WM-Dokus zwischen Politik, Nostalgie und Porträts
Drei Gastgeberländer, darunter die USA unter Präsident Donald Trump, dazu ein größeres Teilnehmerfeld und mehr Partien als je zuvor: Die Fußball-Weltmeisterschaft liefert reichlich Stoff für Debatten. Im Mittelpunkt stehen dabei nicht nur sportliche Fragen, sondern auch politische Themen – etwa die Rolle der USA oder die Sicherheitslage in Mexiko angesichts des Einflusses der Drogenkartelle.
Das Großturnier wirft viele Fragen auf, die in mehreren Dokumentationen aufgegriffen werden. Neben politischen Blickwinkeln gibt es auch persönliche und emotionale Filme – etwa über DFB-Kapitän Joshua Kimmich oder über den deutschen WM-Triumph von 1990 in Italien.
„Spielfeld der Macht – Die WM in Trumps Amerika“ (ARD-Mediathek)
In dieser Dokumentation vertritt der Soziologe Ben Carrington aus Los Angeles die provokante These, bei dieser WM sei „die Welt bei Feinden zu Gast“. Die USA, lange für viele das Land der unbegrenzten Möglichkeiten, stehen unter Trump zunehmend in der Kritik.
Tagesthemen-Moderator Ingo Zamperoni und Sportjournalist Philipp Awounou sprechen vor Ort mit Menschen aus unterschiedlichen politischen Lagern und Lebenswelten. Die Doku untersucht, wie stark das Turnier gerade in Trumps Amerika politisch aufgeladen ist.
„Take me to America – Die Macht der WM“ (Arte-Mediathek)

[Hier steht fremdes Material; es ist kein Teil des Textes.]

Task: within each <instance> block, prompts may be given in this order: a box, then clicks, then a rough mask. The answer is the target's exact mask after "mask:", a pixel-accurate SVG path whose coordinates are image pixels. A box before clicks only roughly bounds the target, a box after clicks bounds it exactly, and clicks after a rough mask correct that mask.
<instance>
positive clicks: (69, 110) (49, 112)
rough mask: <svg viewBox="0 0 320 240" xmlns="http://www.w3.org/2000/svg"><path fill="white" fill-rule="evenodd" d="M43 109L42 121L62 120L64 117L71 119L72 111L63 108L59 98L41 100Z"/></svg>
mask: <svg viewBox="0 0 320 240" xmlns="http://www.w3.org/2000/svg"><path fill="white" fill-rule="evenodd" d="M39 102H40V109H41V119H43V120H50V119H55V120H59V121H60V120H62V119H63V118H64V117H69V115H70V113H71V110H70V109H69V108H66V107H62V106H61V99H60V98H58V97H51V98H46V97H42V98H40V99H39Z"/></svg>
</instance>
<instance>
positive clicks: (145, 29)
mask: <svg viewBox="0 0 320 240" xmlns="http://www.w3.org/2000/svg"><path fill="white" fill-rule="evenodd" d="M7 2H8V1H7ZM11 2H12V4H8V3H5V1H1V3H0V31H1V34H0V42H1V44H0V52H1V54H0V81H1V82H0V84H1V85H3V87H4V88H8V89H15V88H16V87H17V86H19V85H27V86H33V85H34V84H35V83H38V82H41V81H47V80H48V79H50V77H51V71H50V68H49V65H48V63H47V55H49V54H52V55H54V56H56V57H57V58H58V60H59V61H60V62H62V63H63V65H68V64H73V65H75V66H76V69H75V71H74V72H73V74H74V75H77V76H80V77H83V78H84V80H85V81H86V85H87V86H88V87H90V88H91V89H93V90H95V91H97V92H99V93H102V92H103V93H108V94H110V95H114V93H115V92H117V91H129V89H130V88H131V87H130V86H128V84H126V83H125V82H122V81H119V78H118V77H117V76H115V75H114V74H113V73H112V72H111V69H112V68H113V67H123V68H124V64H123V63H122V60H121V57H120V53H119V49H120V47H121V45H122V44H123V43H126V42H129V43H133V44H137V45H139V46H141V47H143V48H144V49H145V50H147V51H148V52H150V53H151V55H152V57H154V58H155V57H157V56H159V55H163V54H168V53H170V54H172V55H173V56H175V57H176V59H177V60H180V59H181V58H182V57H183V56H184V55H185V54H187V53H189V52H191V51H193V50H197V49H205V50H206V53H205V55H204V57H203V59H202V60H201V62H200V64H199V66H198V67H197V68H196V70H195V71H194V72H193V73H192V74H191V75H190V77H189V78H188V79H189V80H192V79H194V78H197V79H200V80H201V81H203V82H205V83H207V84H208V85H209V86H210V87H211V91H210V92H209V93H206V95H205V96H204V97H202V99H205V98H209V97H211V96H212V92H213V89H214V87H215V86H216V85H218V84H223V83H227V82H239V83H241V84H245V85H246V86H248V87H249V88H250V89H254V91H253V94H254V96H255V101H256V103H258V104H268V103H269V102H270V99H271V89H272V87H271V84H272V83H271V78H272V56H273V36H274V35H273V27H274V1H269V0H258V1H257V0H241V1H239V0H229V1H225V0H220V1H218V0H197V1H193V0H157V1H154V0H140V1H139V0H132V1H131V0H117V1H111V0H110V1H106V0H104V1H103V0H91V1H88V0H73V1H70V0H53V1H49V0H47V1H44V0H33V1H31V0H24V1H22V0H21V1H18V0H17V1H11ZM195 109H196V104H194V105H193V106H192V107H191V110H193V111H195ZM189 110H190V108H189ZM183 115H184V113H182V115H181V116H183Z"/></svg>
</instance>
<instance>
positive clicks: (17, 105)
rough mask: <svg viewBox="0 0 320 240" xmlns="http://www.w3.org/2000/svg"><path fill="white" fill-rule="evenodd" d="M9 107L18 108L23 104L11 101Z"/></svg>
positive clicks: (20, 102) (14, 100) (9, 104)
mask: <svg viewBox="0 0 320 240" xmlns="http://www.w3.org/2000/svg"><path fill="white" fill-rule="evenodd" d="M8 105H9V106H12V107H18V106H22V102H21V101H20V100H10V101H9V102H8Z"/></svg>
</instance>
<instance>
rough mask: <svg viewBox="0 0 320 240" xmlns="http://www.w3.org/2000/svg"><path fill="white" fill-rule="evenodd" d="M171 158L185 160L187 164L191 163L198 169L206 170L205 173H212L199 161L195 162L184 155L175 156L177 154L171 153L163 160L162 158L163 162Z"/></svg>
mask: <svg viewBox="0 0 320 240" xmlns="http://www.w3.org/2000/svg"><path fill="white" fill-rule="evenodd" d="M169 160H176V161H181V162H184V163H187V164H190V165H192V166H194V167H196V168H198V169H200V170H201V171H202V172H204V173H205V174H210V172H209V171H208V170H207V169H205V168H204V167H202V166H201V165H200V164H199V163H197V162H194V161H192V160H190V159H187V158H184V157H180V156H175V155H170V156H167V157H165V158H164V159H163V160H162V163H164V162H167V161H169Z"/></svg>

Auch diese Produktion fragt danach, welche politische Bedeutung der Fußball tatsächlich hat und wer die WM-Bühne in den fünf Turnierwochen für sich nutzen kann.

In der Reihe „Tracks East“ werden Menschen begleitet, für die Sport zugleich Ausdruck von Identität und politisches Instrument ist. Der Blick richtet sich dabei nicht nur auf die Gastgeber USA, Mexiko und Kanada, sondern auch auf andere Länder wie Usbekistan, das erstmals bei einer WM dabei ist.
„Mexiko – WM im Schatten der Kartelle“ (ARD-Mediathek)
Die Doku beleuchtet die Lage in Mexiko und fragt, wie groß der Einfluss der Drogenkartelle im Mitgastgeberland weiterhin ist, welche Regionen als besonders gefährlich gelten und welche Sorgen viele Menschen dort stärker beschäftigen als das Fußballturnier.
Gezeigt wird ein Land voller Gegensätze zwischen großem Reichtum und extremer Armut. Angehörige von mehr als 130.000 verschwundenen oder vermissten Menschen schildern ihre Schicksale, während Politiker ihre Sicht auf die tatsächlichen Machtverhältnisse im Land darlegen.
„WM-Wahnsinn und Titel-Träume“ (ARD-Mediathek)
Für diesen Film reisen Moderatorin Esther Sedlaczek und Ex-Nationalspieler Thomas Hitzlsperger durch alle drei Gastgeberländer. Hitzlsperger macht zudem Halt auf Curaçao, dem ersten deutschen Gegner im Turnier.
Zu Wort kommen unter anderem Bundestrainer Julian Nagelsmann und NHL-Star Leon Draisaitl. Die Dokumentation will klären, was diese WM leisten kann – und was nicht.
„Ein Sommer in Italien – Die WM 1990“ (Sky)
Diese Dokumentation blickt zurück auf die Weltmeisterschaft 1990 und den deutschen Titelgewinn in Italien. Im Zentrum steht nicht nur der ikonische Moment, als Franz Beckenbauer nach dem Finalsieg über den Rasen von Mailand lief, sondern auch der Teamgeist jener Mannschaft.
Der Film erzählt von Zusammenhalt, großem Siegeswillen und vielen Geschichten rund um das Turnier. In rund 90 Minuten entsteht so ein lebendiges Bild jener besonderen WM-Wochen.
„Kapitän Kimmich“ (ZDF-Mediathek)
Das Porträt über Joshua Kimmich geht bewusst über das Geschehen auf dem Platz hinaus. In der 102 Minuten langen Dokumentation ist nicht nur der Nationalmannschaftskapitän zu sehen, sondern auch der Familienmensch an der Seite seiner Frau Lina und der vier Kinder.
Filmautor Jan Mendelin begleitet Kimmich laut ZDF bereits seit mehr als zehn Jahren. „Kapitän Kimmich“ ist bereits seine vierte Dokumentation über den inzwischen 31 Jahre alten Fußballprofi.